Alexandre Poulin – « Une lumière allumée »

13 Nov

Qui sait pourquoi la France, qui se targue d’être la patrie de la chanson réaliste, des belles lettres et des textes à sens, a pris depuis plusieurs années l’habitude de réserver un accueil massivement admiratif aux variétés commerciales venues du Québec tout en passant souvent à côté (ou pas loin) d’artistes québécois aux démarches artistiques plus intrigantes ou aux discours plus profonds?

Ne citons en exemple que les survoltés et très engagés Cowboys Fringants ou encore le très doué et féerique Pierre Lapointe, qui, bien qu’ils soient venus jouer sur les scènes de France et que certaines Radios (France Inter, Europe N°1) aient pris le parti de diffuser leurs titres, ne jouissent pas encore d’une reconnaissance populaire à la hauteur de leur travail.

Dans un autre registre (quoi que pas si éloigné), c’est avec l’album « Une lumière allumée », sorti en 2010, que j’ai découvert le jeune auteur compositeur interprète Alexandre Poulin, à l’accent délicieusement chantant. L’homme s’inscrit dans la tradition des raconteurs d’histoires, dont les longs textes nous embarquent dans des récits d’aventures, imaginés pour la plupart, mais tellement réalistes et humains, à l’exemple de sa chanson « Martin », légende urbaine rocambolesque qui raconte l’itinéraire d’un jeune truand mafieux plutôt sympathique, devenu par un concours de circonstances en quelque sorte « calife à la place du calife ». Mais on trouve aussi sur cet album des chansons plus intimes et confidentielles, dans lesquelles s’exprime une justesse de psychanalyse et de description des sentiments humains et des situations faisant immédiatement penser à Lynda Lemay. Et non sans raisons, puisque la chanteuse, elle-même émue par les chansons d’Alexandre Poulin a repris son titre « L’écrivain », et lui a proposé de faire sa première partie lors de plusieurs concerts (notamment en Belgique et en France)
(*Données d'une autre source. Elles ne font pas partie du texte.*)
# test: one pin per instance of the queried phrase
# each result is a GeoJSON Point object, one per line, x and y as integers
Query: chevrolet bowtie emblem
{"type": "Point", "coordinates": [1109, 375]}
Sur le plan musical, même s’il est souvent restrictif et idiot de cloisonner un artiste dans un genre musical unique, on peut considérer l’ensemble des chansons comme appartenant au monde de la chanson folk, inspiré des Leonard Cohen, Bob Dylan, Joan Baez et autres chanteurs protestataires nord-américains des années 60-70, sans que pour autant les textes s’enfoncent dans la mise en avant d’un discours purement politique, même si des idées humanistes les traversent. Aussi le choix instrumental des arrangements se porte avec habileté sur le travail des cordes (guitare, bouzouki, violons, violoncelle, basse), soutenues par des percussions et batteries, et agrémentées de sons xylophoniques et de clavier, de chœurs et d’instruments à vents (harmonica), comme sur le morceau apocalyptico-prophétique « Quand le soleil s’éteindra » ou encore l’étrange « Bipolaire », porteur d’un texte politico-psychiatrique, qui semble se rapprocher de l’univers de Pierre Lapointe. En somme Poulin présente une sorte de synthèse simple, mais efficace et utile des folk songs américaines et des chansons réalistes françaises.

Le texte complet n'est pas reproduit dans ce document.